The proud owner of more than 1,500 pieces, the cigar-puffing Churchill recalled in his book My Early Life: A Roving Commission that his decision to embark on a military career was "entirely due" to sending "infantry divisions with cavalry brigades" into battle on a playroom floor. These mock campaigns allowed him to study "the noble profession of arms," and becoming so enthralled with the art of warfare, he later reminisced, "toy soldiers turned the current of my entire life."
Now Dubin and about 500 other serious "wargamers" worldwide are following Churchill's lead, mounting their own assaults to dominate the "old tin" market. These modern-day generalissimos might not be as passionate as Czar Peter III, who legend has it court-martialed and executed a rodent for gnawing on a brigade of his baked sugar-and-flour "pastry soldiers." However, when it comes to bidding at auctions, scouring antiques shops, or swapping with other enthusiasts, the battle to collect prized prewar miniature armies and dioramas can be a feverish--and precarious--game.
"Ever since the Malcolm Forbes sale of his pieces at Christie's in December , the market has greatly strengthened, and while there are still values to be found, new buyers must do their homework if they're going to avoid getting burned," says Bill Muir, owner of the Grande Armee shop in Palm Beach, Florida, one of the country's leading toy soldier retail shops. "All this new interest has prompted various tricks from unscrupulous sellers, so look for documentation, make sure sets have properly matched figures, evaluate their condition, and above all, be aware of values. While that Forbes sale relit the fire, it was just filled with gopher bait."
Although that headline-grabbing auction presented more than 50,000 choice soldiers and dioramas, including a replica of John F. Kennedy's funeral, and a five-tier Mignot tableau depicting a 1911 Italian-Turkish naval battle, seasoned aficionados of miniatures sat on their paddles during the bidding. "The prices were just ridiculous," insists Burtt Ehrlich, a collector and co-author with Henry Kurtz of The Art of the Toy Soldier. "Most of the items at that sale could've been bought for a third the price at many shops, so my advice to novices is to stay away from glitzy auctions. You can get robbed."
Auctions, however, aren't the only Trojan horse new enthusiasts should avoid.
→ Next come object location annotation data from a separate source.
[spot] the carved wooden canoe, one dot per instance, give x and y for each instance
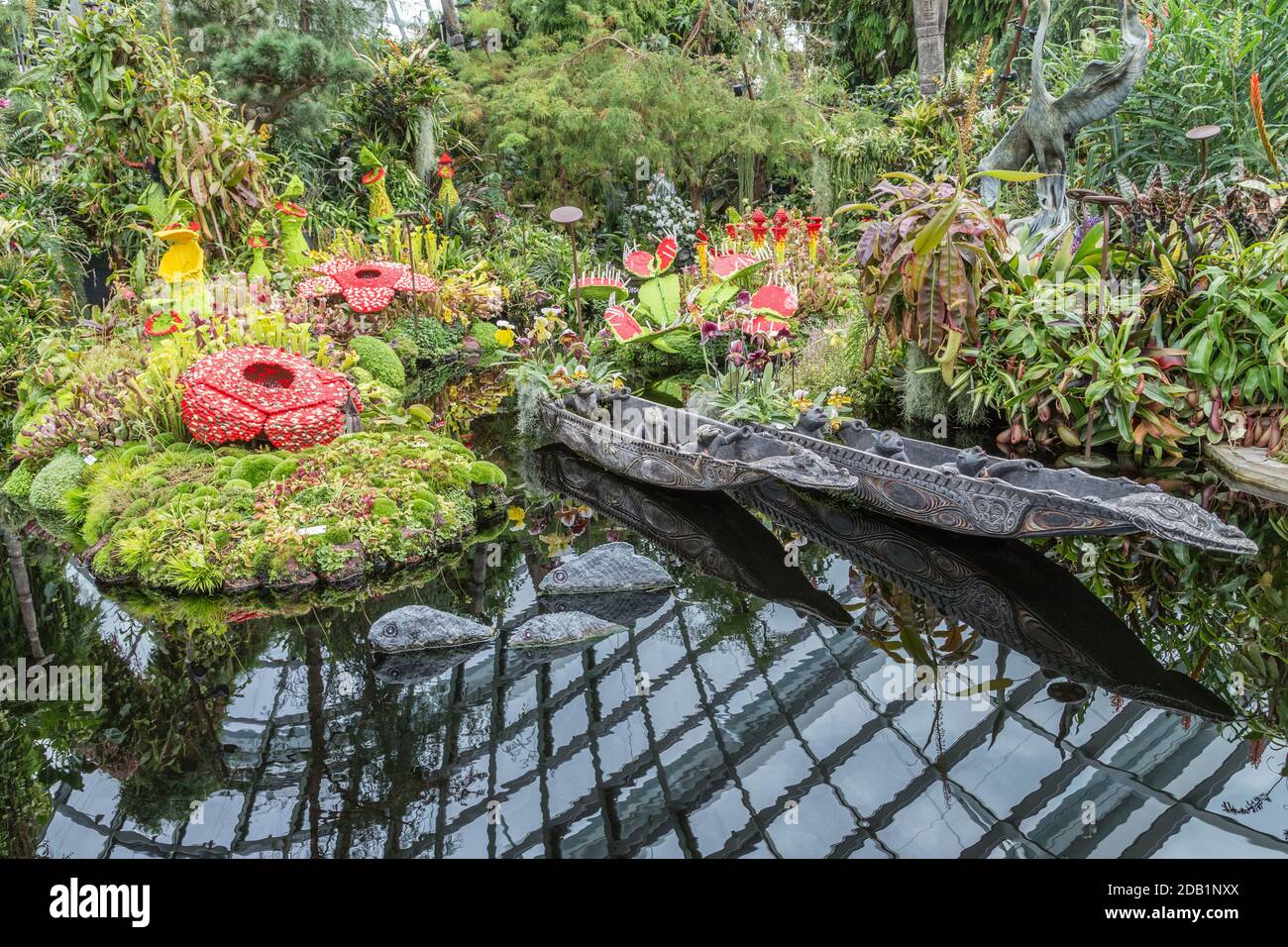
(677, 449)
(711, 534)
(980, 495)
(1008, 591)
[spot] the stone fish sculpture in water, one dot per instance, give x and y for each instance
(610, 567)
(559, 629)
(412, 628)
(407, 668)
(557, 634)
(619, 607)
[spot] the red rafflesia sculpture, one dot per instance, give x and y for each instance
(254, 390)
(368, 286)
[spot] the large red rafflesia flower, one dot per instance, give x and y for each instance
(368, 286)
(254, 390)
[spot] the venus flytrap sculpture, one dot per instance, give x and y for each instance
(1048, 125)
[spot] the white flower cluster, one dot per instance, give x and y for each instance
(665, 213)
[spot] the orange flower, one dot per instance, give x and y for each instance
(1260, 116)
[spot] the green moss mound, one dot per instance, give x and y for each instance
(189, 522)
(56, 478)
(256, 468)
(378, 359)
(17, 484)
(484, 472)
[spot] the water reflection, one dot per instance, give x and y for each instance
(742, 714)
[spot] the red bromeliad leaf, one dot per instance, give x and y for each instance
(639, 263)
(622, 324)
(666, 252)
(776, 298)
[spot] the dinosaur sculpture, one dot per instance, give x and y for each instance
(1048, 125)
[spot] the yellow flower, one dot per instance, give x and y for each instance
(184, 260)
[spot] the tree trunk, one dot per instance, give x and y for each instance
(451, 22)
(931, 21)
(22, 590)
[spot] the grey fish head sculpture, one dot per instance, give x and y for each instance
(412, 628)
(610, 567)
(561, 629)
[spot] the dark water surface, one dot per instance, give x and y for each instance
(741, 712)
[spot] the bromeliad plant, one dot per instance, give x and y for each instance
(1235, 333)
(1070, 360)
(927, 261)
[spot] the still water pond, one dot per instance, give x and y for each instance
(769, 705)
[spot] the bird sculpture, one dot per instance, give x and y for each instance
(1048, 125)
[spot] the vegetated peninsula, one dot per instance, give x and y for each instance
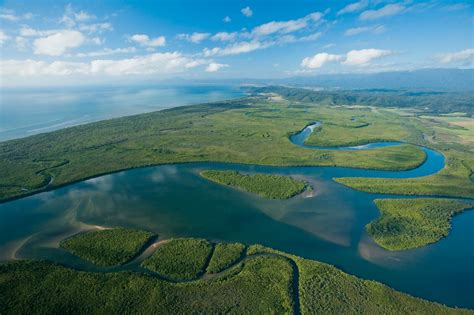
(107, 247)
(411, 223)
(258, 280)
(265, 185)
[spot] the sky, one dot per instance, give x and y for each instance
(77, 42)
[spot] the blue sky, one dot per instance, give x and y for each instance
(52, 42)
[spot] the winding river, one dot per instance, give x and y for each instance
(325, 225)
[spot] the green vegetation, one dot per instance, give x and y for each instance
(411, 223)
(429, 101)
(224, 256)
(180, 259)
(27, 287)
(455, 180)
(265, 185)
(324, 289)
(240, 131)
(266, 281)
(107, 247)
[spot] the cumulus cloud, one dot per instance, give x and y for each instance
(195, 37)
(157, 63)
(354, 7)
(377, 29)
(247, 11)
(96, 27)
(224, 36)
(235, 49)
(388, 10)
(364, 56)
(27, 31)
(318, 60)
(214, 67)
(145, 40)
(107, 51)
(352, 58)
(285, 27)
(9, 15)
(57, 43)
(464, 57)
(3, 37)
(70, 17)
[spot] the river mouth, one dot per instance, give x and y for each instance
(173, 200)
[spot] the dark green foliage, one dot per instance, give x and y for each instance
(267, 282)
(107, 247)
(261, 287)
(220, 132)
(410, 223)
(265, 185)
(180, 259)
(324, 289)
(224, 256)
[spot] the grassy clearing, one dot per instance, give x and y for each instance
(411, 223)
(107, 247)
(224, 256)
(180, 259)
(455, 180)
(265, 185)
(222, 132)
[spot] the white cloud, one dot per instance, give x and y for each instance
(318, 60)
(224, 36)
(354, 7)
(361, 57)
(10, 15)
(456, 7)
(21, 42)
(145, 40)
(311, 37)
(108, 51)
(70, 17)
(465, 56)
(214, 67)
(3, 37)
(235, 49)
(388, 10)
(157, 63)
(364, 56)
(194, 37)
(97, 27)
(377, 29)
(56, 44)
(285, 27)
(247, 11)
(83, 16)
(27, 31)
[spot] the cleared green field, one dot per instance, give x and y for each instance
(107, 247)
(266, 281)
(180, 259)
(411, 223)
(224, 256)
(265, 185)
(240, 131)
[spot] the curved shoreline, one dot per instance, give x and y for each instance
(48, 187)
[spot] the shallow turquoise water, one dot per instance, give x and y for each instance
(25, 112)
(173, 200)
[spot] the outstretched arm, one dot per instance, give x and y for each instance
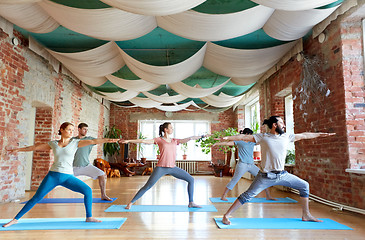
(309, 135)
(185, 140)
(84, 143)
(240, 137)
(37, 147)
(145, 141)
(223, 144)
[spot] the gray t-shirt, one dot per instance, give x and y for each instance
(273, 150)
(81, 158)
(63, 156)
(245, 151)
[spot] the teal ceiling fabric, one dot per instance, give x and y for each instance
(167, 54)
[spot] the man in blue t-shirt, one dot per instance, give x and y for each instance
(82, 164)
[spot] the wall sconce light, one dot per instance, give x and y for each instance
(322, 37)
(15, 41)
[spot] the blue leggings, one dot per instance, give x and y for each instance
(158, 172)
(54, 179)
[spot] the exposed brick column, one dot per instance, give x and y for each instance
(12, 68)
(42, 161)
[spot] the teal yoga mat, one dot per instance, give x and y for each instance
(62, 224)
(160, 208)
(71, 200)
(279, 223)
(255, 200)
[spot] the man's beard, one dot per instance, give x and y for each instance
(279, 130)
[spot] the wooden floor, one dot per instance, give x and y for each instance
(179, 225)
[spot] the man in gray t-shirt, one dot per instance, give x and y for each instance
(82, 164)
(274, 146)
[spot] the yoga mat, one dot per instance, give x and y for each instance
(71, 200)
(160, 208)
(62, 224)
(279, 223)
(255, 200)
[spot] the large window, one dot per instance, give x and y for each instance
(289, 119)
(182, 129)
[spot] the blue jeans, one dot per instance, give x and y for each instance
(261, 182)
(54, 179)
(158, 172)
(242, 168)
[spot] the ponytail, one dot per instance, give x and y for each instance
(162, 128)
(270, 121)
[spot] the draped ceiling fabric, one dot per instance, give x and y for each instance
(167, 54)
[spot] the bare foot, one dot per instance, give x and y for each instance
(106, 198)
(129, 206)
(194, 205)
(310, 218)
(14, 221)
(91, 219)
(225, 220)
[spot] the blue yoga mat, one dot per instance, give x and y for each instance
(70, 200)
(62, 224)
(279, 223)
(160, 208)
(255, 200)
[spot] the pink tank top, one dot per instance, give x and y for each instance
(167, 152)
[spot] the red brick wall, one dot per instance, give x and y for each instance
(120, 118)
(42, 161)
(12, 68)
(322, 161)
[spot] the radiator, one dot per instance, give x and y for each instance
(189, 166)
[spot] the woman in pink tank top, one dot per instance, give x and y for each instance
(166, 163)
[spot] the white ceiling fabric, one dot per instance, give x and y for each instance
(135, 85)
(242, 62)
(246, 80)
(154, 7)
(177, 107)
(107, 24)
(92, 81)
(291, 25)
(222, 100)
(120, 96)
(144, 102)
(215, 27)
(29, 16)
(196, 91)
(165, 99)
(96, 62)
(165, 74)
(293, 5)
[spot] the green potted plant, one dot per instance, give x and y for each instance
(112, 149)
(290, 157)
(184, 148)
(207, 142)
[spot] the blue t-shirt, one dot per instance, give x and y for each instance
(82, 154)
(63, 156)
(245, 151)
Internet sites, bursting with enough cannon fodder to ignite another Hundred Years' War, can also lead to a collector's financial Waterloo.
While trumpeting a host of rare, bargain-priced fusiliers, lancers, hussars and dragoons, these cyberspace haunts, according to one longtime aficionado, "might offer an occasional find or two. Yet, too often they're only selling items from start-up companies with no proven track record or cachet; just bogus, craftily doctored stuff where parts have been glued on and repainted. The only way to really buy these miniature art pieces is to fondle them, move them around, and see if they 'speak' to you."
So how do aspiring collectors acquire these 48- to 70-millimeter petits soldats and still protect their financial flanks?
By adopting a go-slow, "get-your-feet-wet" armament policy. While early twentieth-century Mignots and Britains in their original boxes (a box in good condition can increase the value of a set 30 to 50 percent) have undeniable appeal, and are steadily appreciating by 10 to 30 percent a year, it's still best to opt for what Dubin calls "the pedestrian, less pricey items." But always begin by familiarizing yourself with the terrain.
"Many collectors like to specialize in one manufacturer, nationality, military band, or a war theater, but since there are so many ways to go--classic lead or elastolin [a pressed composite], recent or old production--new enthusiasts should research what the field is all about," advises Steve Balkin, a New York dealer who often serves as Dubin's consultant, and who owns the Burlington Antique Toys shop in New York City.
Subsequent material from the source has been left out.